By Carol Wollaston
Turning sixty is a bit of a shock to the system! I certainly do not feel that age so having to tick the seniors box on a form the other day left me reeling! I am now in that unenviable sandwich - kids issues on one hand and aging parent issues on the other. I have a sixty-year old friends in the same situation. So conversation centres on the various symptoms of dementia and who in our families has them. Sometimes we are convinced we have them ourselves!
Concern for her father’s faith, prompted one friend to comment that her father had regularly attended church and had a living faith. Now, as his mental faculties fail him, she wonders where he stands with the Lord.
The Psalmists often wrote about times of deep need and calling on the Lord for help and comfort. But some of our older loved ones are now beyond language. Also, I know myself that there have been times in my life when anguish and grief found me living on ‘autopilot’, with little strength for even crying out to God. I have believed during these times, that it is as if faith, accumulated over many years of investing in the Lord’s life and ways, has been mine to quietly draw on. During times of abject weakness it is as if God’s strength has also been deposited in me. When I live as I have always lived, IN HIM my strong tower, then He is the strength of my life, even though I am nothing.

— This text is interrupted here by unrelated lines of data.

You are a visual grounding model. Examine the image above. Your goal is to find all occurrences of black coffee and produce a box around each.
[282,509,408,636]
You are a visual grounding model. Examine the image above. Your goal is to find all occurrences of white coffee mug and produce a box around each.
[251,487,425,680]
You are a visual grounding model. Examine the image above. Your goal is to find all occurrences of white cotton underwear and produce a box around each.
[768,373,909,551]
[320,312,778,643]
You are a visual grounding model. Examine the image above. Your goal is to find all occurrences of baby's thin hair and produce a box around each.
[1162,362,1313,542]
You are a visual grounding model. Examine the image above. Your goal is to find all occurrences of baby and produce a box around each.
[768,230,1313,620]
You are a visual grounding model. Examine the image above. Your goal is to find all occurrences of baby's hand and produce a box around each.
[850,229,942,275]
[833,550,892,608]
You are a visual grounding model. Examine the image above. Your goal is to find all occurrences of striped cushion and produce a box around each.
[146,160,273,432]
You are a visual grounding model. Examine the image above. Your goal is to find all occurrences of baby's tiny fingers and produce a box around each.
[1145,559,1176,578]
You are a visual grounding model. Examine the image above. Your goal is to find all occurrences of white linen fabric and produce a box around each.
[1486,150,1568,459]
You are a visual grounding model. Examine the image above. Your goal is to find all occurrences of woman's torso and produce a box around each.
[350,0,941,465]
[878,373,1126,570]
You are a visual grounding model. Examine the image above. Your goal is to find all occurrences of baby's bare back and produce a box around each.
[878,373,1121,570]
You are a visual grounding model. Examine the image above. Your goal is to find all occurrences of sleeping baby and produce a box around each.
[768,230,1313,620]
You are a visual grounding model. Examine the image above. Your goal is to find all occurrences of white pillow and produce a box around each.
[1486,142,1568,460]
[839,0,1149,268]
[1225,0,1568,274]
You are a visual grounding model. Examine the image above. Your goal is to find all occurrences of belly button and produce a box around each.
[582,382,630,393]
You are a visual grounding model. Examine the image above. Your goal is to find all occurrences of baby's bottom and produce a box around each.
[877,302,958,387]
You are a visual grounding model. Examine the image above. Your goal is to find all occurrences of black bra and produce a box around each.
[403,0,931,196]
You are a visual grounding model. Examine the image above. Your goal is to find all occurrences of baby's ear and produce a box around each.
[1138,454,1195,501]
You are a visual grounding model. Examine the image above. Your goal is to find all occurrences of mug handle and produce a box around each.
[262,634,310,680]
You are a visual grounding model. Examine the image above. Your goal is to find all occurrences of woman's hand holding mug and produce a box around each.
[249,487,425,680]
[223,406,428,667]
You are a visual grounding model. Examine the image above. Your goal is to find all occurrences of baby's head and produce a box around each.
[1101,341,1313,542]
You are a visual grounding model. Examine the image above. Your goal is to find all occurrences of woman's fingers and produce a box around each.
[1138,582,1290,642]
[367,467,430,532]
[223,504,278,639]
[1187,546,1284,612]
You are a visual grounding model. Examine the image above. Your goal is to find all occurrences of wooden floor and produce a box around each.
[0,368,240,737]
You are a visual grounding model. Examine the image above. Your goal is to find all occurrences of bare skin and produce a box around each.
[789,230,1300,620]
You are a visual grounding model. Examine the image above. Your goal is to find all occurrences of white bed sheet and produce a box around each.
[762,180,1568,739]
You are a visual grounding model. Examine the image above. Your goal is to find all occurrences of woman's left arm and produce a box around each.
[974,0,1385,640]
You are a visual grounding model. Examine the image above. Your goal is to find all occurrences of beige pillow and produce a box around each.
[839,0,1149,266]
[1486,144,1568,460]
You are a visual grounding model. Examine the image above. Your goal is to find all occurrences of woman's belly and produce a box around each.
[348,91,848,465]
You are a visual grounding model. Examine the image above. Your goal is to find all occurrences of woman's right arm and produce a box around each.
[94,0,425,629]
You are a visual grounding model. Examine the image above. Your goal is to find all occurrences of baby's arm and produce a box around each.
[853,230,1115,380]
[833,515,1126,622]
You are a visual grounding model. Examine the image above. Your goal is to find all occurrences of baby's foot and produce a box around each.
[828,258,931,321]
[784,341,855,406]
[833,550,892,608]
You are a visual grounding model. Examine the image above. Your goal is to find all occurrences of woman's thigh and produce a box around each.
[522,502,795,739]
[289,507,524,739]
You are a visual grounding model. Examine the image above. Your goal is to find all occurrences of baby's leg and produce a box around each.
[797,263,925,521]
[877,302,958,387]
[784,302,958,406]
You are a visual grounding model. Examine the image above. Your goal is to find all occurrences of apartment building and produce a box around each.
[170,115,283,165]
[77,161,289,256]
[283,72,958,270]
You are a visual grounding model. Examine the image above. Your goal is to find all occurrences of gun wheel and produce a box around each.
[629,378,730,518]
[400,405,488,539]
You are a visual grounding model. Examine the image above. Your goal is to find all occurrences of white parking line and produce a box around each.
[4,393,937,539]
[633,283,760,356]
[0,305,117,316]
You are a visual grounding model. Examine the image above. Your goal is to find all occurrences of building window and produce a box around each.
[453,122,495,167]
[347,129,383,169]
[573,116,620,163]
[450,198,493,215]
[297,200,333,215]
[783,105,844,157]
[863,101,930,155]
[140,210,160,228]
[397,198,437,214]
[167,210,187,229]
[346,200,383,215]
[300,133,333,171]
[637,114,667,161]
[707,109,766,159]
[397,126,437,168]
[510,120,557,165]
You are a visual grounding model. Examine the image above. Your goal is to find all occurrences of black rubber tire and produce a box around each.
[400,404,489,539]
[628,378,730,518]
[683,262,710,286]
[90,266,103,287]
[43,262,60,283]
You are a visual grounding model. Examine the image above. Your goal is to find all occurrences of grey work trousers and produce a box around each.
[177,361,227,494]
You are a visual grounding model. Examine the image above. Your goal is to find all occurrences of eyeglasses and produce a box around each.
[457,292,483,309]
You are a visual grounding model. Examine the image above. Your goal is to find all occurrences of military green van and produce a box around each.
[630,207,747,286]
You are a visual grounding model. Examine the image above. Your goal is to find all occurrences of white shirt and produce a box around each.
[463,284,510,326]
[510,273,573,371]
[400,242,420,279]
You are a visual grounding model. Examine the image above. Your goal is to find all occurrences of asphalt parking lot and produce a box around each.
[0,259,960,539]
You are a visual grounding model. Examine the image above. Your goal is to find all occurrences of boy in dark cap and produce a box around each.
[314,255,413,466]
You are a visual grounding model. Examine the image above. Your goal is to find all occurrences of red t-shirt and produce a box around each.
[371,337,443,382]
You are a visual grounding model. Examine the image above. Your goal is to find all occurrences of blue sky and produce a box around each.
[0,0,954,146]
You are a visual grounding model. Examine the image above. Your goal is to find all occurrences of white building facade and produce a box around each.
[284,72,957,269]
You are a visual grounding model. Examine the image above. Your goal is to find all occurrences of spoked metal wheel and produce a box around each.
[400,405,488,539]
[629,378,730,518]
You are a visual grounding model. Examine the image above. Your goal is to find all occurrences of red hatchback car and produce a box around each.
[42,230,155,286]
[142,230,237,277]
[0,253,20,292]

I have often wondered about the comatose state and what is going on in a person’s brain when it is in an enforced state of rest. Is this a time when God is free to speak into a person’s heart, to touch someone with His divine transaction, when there are no earthly distractions to hinder two-way dialogue? I do not know, for there is much we do not understand about cerebral impairments. However, along with Abraham, Mary and Jesus, we do know that what is impossible for man is very possible for God. As we pray for our aged loved ones we do not know whether physical or mental healing is in God’s plan for them this side of the grave. But we do know that He loves fellowship with us, and those who have walked in love and fellowship with Him over many years are remembered by Him. Heb 6:10. Eccl 12:1. Their names are written in the Lamb’s Book of Life. Luke 10:20, Rev 21:27. Upon this we can rest in faith, knowing that God does not require expert cognitive powers to fellowship with us. In fact it could well be that in this time of life that we sometimes call ‘second childhood’, there is opportunity for child-like faith to emerge, unseen by others, but known by the Father.
Psalm 73 says this.
‘My heart was grieved,
And I was vexed in my mind…
Nevertheless I am continually with You;
You hold me by my right hand.
You will guide me with Your counsel,
And afterward receive me to glory…
My flesh and my heart fail;
But God is the strength of my heart and my portion forever.”